Issues Associated with Cryptocurrency

This article discusses the pros and cons of Crypto-currency. You will learn about how Blockchain technology makes it harder to counterfeit Bitcoin, what its limitations are, and what it means for the tax system. It also looks at issues of regulation and transparency. Finally, we look at how it has been affected by recent hacking attempts. It is definitely worth reading! Weigh in on Crypto-currency and issues related to it and weigh in with your own thoughts.

Bitcoin is difficult to counterfeit

As more people start to accept cryptocurrencies as legitimate payment methods, counterfeiting them will become more of a problem. This is because counterfeiting bitcoins would require the control of millions of computers and most of the CPU power. This is virtually impossible to achieve, and counterfeiting bitcoins requires tremendous amounts of computer power. However, counterfeiters can try. Below are some tips that can help protect your money against being copied. Read on to learn more about the security of Bitcoin.

Blockchain technology

In addition to its uses in monetary transactions, blockchain technology has many other benefits. Its use in the food industry is a prime example. Through blockchain technology, food products can be tracked from their shipment to delivery and the source of any contamination outbreak can be traced. Blockchain technology can even be applied in virtual worlds, such as in the creation of game currencies. This type of technology can help create trust between users and ensure that they only transact with people they know and trust.

Tax incidences

Considering that the taxation of virtual currencies is a nebulous area, taxpayers must be vigilant in documenting losses and capital gains incurred. For example, they may not be able to deduct losses on virtual currencies unless they acquire them with a profit. There are various requirements to meet when making such an assignment, and the taxpayer may misplace their private key or password. Moreover, if they fail to secure these, they may not have knowledge of the loss incurred due to the failure of their cryptocurrency.

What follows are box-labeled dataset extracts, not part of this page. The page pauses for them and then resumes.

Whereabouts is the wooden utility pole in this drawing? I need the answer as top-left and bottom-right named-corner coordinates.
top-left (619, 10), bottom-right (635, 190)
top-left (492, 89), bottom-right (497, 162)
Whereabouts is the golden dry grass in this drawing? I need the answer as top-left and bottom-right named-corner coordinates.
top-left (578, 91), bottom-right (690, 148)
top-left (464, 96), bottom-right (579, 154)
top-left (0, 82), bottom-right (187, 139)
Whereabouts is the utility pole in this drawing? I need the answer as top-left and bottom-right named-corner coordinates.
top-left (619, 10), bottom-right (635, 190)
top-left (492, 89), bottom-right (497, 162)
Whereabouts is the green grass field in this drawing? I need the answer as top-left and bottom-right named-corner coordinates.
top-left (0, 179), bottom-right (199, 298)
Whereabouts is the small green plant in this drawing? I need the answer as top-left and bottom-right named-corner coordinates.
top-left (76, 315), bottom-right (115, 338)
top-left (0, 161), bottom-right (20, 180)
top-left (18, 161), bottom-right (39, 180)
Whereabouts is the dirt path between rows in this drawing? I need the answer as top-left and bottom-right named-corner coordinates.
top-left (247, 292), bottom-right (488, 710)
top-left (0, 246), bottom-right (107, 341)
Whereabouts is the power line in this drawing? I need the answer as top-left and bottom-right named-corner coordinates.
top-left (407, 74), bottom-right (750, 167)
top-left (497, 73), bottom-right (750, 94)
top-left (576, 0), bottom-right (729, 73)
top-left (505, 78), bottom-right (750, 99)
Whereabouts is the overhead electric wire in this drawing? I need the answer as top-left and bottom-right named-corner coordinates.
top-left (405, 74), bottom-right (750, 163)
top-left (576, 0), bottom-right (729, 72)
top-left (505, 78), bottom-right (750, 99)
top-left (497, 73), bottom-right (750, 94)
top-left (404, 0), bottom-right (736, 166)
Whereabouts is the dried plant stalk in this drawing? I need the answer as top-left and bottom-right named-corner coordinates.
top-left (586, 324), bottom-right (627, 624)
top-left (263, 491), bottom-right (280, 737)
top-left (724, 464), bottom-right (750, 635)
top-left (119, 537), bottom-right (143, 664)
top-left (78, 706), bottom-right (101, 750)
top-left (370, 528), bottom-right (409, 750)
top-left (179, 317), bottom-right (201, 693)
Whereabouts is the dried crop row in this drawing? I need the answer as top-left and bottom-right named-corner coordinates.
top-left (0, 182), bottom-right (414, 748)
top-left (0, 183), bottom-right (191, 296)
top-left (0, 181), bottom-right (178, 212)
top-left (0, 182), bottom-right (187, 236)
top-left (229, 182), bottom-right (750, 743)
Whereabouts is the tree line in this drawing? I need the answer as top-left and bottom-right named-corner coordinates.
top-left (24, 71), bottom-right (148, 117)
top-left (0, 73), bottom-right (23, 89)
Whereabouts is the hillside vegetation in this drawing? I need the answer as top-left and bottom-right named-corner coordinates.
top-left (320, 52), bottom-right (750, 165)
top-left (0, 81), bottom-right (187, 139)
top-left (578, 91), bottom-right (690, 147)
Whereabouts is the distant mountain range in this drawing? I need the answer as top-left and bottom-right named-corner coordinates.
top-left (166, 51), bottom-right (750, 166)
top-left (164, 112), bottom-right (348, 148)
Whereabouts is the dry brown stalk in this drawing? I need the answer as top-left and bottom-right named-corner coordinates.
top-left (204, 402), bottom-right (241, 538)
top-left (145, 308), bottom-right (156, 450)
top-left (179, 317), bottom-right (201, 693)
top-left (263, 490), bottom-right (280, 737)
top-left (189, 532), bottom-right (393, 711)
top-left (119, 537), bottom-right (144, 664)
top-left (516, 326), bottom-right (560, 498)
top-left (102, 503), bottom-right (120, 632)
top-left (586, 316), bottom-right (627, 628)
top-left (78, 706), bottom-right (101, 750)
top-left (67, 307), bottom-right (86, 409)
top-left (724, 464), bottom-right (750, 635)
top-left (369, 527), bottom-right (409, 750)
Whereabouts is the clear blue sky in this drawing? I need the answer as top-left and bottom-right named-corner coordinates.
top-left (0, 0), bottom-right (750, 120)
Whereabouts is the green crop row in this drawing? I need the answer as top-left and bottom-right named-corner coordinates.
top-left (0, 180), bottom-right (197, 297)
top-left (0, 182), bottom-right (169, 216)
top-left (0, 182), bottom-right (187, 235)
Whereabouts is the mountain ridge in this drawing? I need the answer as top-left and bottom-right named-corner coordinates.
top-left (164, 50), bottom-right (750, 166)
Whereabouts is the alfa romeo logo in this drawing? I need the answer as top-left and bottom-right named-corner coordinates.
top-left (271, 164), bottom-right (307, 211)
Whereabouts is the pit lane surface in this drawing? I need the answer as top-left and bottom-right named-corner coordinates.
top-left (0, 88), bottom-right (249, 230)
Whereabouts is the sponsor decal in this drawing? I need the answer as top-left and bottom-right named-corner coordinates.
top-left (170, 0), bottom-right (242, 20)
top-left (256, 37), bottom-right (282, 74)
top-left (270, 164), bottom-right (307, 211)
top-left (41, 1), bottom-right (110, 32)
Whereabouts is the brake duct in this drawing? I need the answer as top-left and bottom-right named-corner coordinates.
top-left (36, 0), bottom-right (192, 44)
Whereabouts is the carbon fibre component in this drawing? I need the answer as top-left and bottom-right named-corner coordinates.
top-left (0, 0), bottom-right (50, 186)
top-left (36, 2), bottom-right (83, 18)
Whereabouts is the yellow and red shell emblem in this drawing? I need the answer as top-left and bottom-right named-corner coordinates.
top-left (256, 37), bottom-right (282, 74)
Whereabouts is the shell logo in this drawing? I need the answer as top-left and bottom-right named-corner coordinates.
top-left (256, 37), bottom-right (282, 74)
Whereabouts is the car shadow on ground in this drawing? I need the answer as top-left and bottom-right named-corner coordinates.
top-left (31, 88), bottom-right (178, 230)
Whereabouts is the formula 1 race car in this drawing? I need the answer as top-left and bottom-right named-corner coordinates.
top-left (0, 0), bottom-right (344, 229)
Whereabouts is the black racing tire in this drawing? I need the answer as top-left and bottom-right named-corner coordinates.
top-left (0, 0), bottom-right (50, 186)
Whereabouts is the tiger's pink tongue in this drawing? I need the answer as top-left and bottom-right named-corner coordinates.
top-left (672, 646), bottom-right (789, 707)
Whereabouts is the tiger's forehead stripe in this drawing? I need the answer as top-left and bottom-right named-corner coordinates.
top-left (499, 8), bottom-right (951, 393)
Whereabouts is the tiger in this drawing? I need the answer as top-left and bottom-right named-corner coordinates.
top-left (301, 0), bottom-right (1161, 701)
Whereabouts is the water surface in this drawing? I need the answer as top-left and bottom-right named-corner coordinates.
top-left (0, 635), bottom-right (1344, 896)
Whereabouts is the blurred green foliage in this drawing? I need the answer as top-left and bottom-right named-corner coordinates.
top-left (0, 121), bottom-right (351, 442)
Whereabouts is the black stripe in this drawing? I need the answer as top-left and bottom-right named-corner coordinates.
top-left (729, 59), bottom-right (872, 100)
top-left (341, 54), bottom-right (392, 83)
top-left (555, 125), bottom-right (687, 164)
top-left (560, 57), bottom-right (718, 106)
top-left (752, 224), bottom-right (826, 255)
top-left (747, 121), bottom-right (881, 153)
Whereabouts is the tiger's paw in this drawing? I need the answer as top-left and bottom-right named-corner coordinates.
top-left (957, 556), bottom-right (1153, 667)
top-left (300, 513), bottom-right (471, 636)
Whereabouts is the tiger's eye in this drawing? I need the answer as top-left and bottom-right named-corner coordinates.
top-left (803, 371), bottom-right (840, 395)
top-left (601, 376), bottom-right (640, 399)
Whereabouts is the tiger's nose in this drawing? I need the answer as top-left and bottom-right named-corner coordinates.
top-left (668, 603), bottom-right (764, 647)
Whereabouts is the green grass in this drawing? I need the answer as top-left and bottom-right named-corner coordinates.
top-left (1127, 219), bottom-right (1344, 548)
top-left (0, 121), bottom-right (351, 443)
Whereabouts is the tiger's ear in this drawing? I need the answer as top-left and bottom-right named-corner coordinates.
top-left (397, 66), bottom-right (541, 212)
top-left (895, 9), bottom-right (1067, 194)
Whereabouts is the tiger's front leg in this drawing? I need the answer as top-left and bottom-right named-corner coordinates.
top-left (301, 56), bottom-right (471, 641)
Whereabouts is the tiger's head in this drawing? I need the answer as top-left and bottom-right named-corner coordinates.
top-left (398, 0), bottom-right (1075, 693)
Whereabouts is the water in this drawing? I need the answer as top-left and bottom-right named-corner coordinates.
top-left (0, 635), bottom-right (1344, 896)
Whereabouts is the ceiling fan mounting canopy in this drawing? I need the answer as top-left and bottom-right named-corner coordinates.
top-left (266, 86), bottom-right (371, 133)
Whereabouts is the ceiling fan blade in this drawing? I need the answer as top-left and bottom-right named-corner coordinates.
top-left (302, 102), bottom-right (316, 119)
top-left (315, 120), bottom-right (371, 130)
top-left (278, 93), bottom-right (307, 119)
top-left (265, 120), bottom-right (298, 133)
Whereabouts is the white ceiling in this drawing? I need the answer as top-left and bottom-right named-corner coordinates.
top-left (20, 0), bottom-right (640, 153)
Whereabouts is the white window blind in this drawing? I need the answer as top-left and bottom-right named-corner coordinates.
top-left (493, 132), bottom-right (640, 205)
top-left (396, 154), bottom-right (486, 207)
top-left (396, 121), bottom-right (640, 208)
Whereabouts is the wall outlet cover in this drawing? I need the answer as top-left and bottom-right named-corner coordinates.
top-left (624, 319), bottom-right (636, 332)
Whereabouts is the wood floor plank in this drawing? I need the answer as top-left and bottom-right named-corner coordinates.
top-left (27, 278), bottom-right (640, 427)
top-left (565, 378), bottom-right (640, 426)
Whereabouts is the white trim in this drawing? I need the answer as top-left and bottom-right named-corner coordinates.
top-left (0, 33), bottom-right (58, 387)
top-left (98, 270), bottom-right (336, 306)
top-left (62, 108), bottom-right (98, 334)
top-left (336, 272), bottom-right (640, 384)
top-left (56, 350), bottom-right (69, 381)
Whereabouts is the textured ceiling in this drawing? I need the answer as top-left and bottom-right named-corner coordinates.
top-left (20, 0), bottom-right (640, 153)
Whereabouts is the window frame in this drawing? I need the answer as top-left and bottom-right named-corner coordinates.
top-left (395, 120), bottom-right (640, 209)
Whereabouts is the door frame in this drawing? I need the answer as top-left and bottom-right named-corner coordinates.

The nascent cryptocurrency industry is attracting a lot of attention in recent months. China banned all crypto-related transactions last December, and the country plans to outlaw the trading of digital currencies in 2019. Other major concerns include the U.S. Treasury’s sanctioning of a cryptocurrency exchange for accepting ransomware payments. Meanwhile, the Securities and Exchange Commission is pushing for more enforcement and regulation. While the cryptocurrency industry is growing, regulators need to understand its risks of it.


The mining process of cryptocurrencies uses enormous amounts of energy. While the process of creating and storing digital currencies is not illegal, environmental issues are closely related to the process of mining cryptocurrency. Toxic chemicals released during the mining process are linked to health impacts, including cardiovascular and respiratory diseases. The process of proof of work mining also requires huge amounts of computing power, which often consumes resources equivalent to the size of midsize countries.